Watergate -- in which numerous lawyers associated with the Nixon administration, including Mr. Dean, knew about illegal acts but didn't disclose them -- is their case study.

"It goes to the core debate in any attorney-client relationship: What is your duty of confidentiality ,and how does it conflict with your duty to disclose fraud?" said Mr. Robenalt, a partner and business litigator with Thompson Hine.

He describes Mr. Dean as "the ultimate in-house lawyer for the ultimate organization working for the ultimate CEO."

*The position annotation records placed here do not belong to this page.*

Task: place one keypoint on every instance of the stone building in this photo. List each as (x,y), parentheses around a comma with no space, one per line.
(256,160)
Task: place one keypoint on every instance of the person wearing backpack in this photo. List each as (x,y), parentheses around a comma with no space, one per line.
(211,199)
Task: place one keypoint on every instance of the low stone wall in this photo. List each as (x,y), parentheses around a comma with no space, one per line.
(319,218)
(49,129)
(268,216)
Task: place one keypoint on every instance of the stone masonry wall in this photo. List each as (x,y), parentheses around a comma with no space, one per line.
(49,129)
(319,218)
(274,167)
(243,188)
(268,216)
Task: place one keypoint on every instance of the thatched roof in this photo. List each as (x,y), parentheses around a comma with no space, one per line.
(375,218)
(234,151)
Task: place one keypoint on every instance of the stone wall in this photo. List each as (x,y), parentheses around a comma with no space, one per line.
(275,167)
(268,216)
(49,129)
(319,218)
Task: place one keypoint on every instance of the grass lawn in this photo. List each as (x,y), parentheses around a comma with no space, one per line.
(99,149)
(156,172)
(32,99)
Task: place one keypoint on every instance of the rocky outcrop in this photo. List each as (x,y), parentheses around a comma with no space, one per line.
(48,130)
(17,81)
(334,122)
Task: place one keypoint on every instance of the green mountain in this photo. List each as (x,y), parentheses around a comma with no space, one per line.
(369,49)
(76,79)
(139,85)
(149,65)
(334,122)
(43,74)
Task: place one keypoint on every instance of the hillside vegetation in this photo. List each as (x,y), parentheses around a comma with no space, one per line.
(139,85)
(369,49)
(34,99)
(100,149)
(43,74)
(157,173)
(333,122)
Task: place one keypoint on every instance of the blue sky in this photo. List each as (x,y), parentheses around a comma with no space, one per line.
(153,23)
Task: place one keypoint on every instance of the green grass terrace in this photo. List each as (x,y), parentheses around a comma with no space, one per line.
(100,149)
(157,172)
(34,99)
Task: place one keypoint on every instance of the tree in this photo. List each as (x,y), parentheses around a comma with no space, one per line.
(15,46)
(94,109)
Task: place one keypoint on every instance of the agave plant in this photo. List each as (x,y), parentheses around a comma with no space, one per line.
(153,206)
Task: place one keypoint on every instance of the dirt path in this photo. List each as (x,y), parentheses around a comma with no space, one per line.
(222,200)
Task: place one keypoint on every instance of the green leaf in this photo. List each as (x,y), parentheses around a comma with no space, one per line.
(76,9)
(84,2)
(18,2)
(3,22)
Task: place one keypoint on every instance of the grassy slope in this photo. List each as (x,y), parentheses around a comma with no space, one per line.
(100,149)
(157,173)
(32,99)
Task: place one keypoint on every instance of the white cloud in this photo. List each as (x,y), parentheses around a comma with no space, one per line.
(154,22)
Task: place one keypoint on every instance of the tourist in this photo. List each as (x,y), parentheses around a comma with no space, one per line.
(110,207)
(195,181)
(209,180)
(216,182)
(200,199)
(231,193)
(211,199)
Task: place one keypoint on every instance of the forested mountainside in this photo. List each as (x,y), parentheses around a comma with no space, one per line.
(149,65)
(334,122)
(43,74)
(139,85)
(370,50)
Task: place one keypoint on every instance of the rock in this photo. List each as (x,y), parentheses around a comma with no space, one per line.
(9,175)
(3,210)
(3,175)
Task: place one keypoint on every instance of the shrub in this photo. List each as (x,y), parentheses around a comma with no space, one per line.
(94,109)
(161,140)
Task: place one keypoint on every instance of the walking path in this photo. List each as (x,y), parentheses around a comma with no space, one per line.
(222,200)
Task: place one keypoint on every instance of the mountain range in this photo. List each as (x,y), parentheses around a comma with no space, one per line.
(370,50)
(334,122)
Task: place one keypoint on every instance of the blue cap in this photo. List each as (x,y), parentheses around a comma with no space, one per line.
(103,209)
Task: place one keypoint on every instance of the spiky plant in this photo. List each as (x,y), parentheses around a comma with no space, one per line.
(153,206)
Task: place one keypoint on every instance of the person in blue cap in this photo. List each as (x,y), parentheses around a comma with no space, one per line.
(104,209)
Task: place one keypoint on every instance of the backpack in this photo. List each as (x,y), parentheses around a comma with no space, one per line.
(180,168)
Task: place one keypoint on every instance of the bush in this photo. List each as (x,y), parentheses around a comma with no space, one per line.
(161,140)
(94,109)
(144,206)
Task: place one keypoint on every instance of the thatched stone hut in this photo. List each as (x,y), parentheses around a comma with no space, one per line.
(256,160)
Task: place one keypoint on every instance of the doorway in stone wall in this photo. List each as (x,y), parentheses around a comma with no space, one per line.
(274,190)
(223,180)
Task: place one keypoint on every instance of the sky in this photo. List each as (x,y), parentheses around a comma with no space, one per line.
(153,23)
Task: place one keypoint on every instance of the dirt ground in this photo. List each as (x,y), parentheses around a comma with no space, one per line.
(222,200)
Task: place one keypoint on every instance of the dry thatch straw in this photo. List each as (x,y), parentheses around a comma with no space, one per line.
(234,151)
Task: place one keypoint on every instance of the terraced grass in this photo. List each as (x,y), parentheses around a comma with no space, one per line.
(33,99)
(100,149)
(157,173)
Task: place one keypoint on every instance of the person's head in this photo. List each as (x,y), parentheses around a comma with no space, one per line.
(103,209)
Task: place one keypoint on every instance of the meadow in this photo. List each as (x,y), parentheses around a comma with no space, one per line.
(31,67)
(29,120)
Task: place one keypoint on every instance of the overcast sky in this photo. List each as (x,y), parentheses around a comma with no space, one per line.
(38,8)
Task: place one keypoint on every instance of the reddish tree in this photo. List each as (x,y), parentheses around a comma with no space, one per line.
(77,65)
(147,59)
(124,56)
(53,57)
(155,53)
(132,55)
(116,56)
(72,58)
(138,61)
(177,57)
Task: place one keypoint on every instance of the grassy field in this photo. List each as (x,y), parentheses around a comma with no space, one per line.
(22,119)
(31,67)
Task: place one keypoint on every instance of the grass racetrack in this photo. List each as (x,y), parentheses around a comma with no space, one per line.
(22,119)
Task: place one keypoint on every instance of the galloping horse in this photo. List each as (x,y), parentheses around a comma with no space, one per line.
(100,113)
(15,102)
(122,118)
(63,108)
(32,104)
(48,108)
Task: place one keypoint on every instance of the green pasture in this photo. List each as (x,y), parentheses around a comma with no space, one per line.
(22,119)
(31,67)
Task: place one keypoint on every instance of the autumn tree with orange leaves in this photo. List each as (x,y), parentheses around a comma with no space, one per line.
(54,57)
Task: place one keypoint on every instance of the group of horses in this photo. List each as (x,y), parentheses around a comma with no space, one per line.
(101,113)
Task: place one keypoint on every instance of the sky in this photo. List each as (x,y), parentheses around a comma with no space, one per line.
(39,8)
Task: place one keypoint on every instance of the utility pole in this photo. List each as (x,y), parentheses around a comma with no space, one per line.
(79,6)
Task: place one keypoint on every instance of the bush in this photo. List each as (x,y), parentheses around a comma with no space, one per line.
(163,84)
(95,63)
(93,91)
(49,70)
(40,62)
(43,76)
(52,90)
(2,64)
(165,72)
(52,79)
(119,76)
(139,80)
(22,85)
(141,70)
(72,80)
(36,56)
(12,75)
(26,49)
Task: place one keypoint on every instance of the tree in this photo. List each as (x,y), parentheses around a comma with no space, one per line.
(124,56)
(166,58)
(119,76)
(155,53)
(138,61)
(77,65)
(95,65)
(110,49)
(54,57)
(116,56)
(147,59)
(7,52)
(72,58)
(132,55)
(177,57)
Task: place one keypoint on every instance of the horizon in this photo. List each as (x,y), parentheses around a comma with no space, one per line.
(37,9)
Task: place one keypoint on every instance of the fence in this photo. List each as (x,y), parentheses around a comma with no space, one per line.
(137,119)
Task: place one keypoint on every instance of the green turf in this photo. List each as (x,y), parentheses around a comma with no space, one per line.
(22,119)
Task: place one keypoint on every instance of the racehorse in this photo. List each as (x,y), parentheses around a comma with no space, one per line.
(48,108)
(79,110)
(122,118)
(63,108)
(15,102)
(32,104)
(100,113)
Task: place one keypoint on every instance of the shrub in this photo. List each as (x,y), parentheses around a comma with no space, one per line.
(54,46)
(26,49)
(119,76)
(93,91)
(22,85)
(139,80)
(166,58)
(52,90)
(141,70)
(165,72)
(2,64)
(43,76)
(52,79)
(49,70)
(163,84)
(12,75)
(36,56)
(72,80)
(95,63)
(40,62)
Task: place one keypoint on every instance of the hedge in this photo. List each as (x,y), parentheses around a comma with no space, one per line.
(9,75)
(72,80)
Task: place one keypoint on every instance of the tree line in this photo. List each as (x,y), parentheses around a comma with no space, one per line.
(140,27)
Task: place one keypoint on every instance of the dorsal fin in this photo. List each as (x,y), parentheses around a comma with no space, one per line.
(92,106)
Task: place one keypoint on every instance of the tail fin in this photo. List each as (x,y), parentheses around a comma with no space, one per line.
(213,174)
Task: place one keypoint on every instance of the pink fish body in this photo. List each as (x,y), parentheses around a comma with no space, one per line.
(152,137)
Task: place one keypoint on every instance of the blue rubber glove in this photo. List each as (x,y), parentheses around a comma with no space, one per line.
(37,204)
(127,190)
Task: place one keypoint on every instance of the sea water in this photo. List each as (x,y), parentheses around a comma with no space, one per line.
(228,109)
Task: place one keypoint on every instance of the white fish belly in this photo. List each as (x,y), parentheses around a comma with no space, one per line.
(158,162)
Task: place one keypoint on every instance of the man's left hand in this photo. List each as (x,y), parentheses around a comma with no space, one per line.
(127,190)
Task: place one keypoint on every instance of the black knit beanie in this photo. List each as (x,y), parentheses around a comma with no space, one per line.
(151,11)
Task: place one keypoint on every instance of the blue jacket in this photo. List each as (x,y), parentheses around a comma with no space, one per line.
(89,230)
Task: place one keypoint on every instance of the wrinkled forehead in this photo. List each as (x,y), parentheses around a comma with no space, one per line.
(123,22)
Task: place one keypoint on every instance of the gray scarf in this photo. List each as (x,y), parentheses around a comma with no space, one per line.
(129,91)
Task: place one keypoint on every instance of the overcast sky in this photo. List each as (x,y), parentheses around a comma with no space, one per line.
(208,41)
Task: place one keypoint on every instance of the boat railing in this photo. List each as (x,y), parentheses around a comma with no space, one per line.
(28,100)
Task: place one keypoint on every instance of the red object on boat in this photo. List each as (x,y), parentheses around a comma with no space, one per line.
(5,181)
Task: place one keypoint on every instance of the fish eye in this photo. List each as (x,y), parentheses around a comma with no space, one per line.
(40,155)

After Watergate, the legal profession began attempts to beef up ethics policies and educate lawyers about their responsibilities to report misconduct by those they represented.

In 1977, for example, the American Bar Association created the Commission on Evaluation of Professional Standards, which led to the model rules of professional conduct.

Though early versions of the rules did not allow lawyers representing organizations to disclose fraudulent acts because of confidentiality issues, individual states began adopting disclosure provisions. In 2003, the Bar Association amended its rules to allow -- but not require -- attorneys to report illegal activities if the organizations' top executives declined to address the problems.

"The rules changed because of Watergate," said Mr. Robenalt.

Mr. Dean and Mr. Robenalt met through their mutual interest in Ohio-born President Warren Harding. Mr. Dean, who was born in Akron, spent some of his youth in Marion, Ohio. Harding had been the owner and publisher of the local newspaper in Marion.

In 2004, Mr. Dean wrote a book on the 29th president and Mr. Robenalt invited him to speak on a panel at Case Western Reserve University on presidents from Ohio.

A few years later, the men decided to collaborate on a legal education seminar on Watergate. The one they will present here this week is the second in a series.

"I can do it with considerable detachment today," Mr. Dean, 74, said in a telephone interview from his home in southern California. "We can use this history for a really great learning tool. The impact is powerful."

Mr. Dean, who pleaded guilty to a felony charge for his role in Watergate, cooperated with the prosecution as a key witness but was disbarred. He was sentenced to one to four years in prison but served only four months in a "safe house" facility "because they were more interested in keeping me alive," he said.

In the years since Watergate, he has lived with his wife, Maureen, in Beverly Hills and worked as an investment banker, writer and lecturer.

Asked why he never pursued reinstatement of his law license, he said, "I never had the desire to practice. I've been there, done that. I didn't want to mess with the politics of it all. ... I never had a problem making a living."

Though Mr. Dean was raised mainly in Ohio, he said he has strong family links to Pittsburgh: His parents met here while his father attended what was formerly known as Carnegie Institute of Technology, now Carnegie Mellon University, and his mother attended Chatham College, now Chatham University. His son resides in the Pittsburgh area.

Registration for the forum is closed. Walk-ins may attend if they arrive by 8:30 a.m. The event at Duquesne is sold out.